Der neue Markenauftritt
„Speziell in sich konsolidierenden Märkten sind eindeutige Positionierung und eigenständiges Profil eine Grundvoraussetzung für solides Wachstum“, so Thomas Grethe. Mit einem neuen Markenauftritt hat sich UTAX in seinem Jubiläumsjahr neu definiert und ist dabei dennoch seinen Werten treu geblieben. „Der Markenauftritt ist maßgeblich von der Wahrnehmung der UTAX-Fachhändler inspiriert“, erläuterte Simone Brett-Murati, Manager Marketing Communications und PR. „Eine Umfrage, die wir im Januar durchgeführt haben, ergab, dass unsere Partner UTAX als zuverlässigen, lösungs- und serviceorientierten Anbieter sehen. Diese Erkenntnisse finden sich jetzt im neuen Markenversprechen: IF IT WORX, IT’S UTAX. Damit wollen wir zeigen, dass ganzheitliche Kundebetreuung bei UTAX ganz oben steht. Wir können und machen mehr, als Hard- und Software zu verkaufen.“ Zusätzlich erhielten alle Teilnehmer neue zusätzliche Werbemittel für die eigene Akquise, zum Beispiel eine Zusammenfassung veröffentlichter Test- und Anwenderberichte.

Show, Akrobatik und Tanz
Abgerundet wurde der ereignisreiche Tag an einem besonderen Ort: Mitten in der historischen Hamburger Speicherstadt fanden sich deutsche und internationale Gäste zu einem Geburtstagsdinner der besonderen Art.

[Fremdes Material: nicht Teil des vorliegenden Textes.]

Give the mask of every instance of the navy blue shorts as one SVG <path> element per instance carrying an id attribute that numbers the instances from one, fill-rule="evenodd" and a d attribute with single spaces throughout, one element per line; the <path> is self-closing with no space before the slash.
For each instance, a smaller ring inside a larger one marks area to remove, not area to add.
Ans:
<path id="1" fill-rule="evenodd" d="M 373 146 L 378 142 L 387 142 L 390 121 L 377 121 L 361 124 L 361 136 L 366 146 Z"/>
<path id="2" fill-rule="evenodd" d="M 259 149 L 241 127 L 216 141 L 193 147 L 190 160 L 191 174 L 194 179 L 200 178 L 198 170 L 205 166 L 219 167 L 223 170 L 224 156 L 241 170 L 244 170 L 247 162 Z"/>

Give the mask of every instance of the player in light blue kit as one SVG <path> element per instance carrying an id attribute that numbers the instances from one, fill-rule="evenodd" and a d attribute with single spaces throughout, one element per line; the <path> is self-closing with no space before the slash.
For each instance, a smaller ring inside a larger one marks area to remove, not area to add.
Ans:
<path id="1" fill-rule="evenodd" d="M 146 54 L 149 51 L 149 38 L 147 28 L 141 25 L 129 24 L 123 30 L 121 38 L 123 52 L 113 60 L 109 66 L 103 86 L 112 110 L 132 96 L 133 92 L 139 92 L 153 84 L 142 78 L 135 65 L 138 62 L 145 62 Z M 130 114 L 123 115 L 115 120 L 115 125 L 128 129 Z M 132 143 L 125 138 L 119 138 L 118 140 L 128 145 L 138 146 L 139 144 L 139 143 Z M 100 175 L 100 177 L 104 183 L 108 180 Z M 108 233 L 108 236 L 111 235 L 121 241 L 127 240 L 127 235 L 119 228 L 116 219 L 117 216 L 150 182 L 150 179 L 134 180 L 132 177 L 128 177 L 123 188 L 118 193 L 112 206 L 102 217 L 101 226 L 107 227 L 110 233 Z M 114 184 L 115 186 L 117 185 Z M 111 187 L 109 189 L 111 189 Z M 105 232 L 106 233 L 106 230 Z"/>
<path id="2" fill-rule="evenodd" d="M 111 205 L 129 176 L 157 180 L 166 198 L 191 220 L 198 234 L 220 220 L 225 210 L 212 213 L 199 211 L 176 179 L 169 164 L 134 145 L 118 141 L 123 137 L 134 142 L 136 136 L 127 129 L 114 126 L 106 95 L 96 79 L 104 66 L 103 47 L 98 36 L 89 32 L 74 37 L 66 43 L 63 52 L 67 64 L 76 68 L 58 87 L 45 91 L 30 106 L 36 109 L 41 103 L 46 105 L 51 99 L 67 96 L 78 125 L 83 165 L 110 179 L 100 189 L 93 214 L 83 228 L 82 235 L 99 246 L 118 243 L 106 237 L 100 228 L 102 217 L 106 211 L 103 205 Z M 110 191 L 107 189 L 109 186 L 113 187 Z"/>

Das Kehrwieder-Theater mit seiner Varietébühne sowie die beeindruckende Silhouette der Speicher und Fleete bildeten den geeigneten Rahmen, um Tradition und Moderne miteinander zu verbinden. Akrobatische Showacts in schwindelnder Höhe vor Bild- und Lichtprojektionen nahmen das Publikum mit auf eine aufregende Reise. Die anschließende Geburtstagsparty im alten Speichergebäude fand ihren krönenden Höhepunkt in der Live-Darbietung der amerikanischen Soul-Sängerin Terri Green, die alle 15 Nationalitäten zwei Stunden in ihren Bann zog.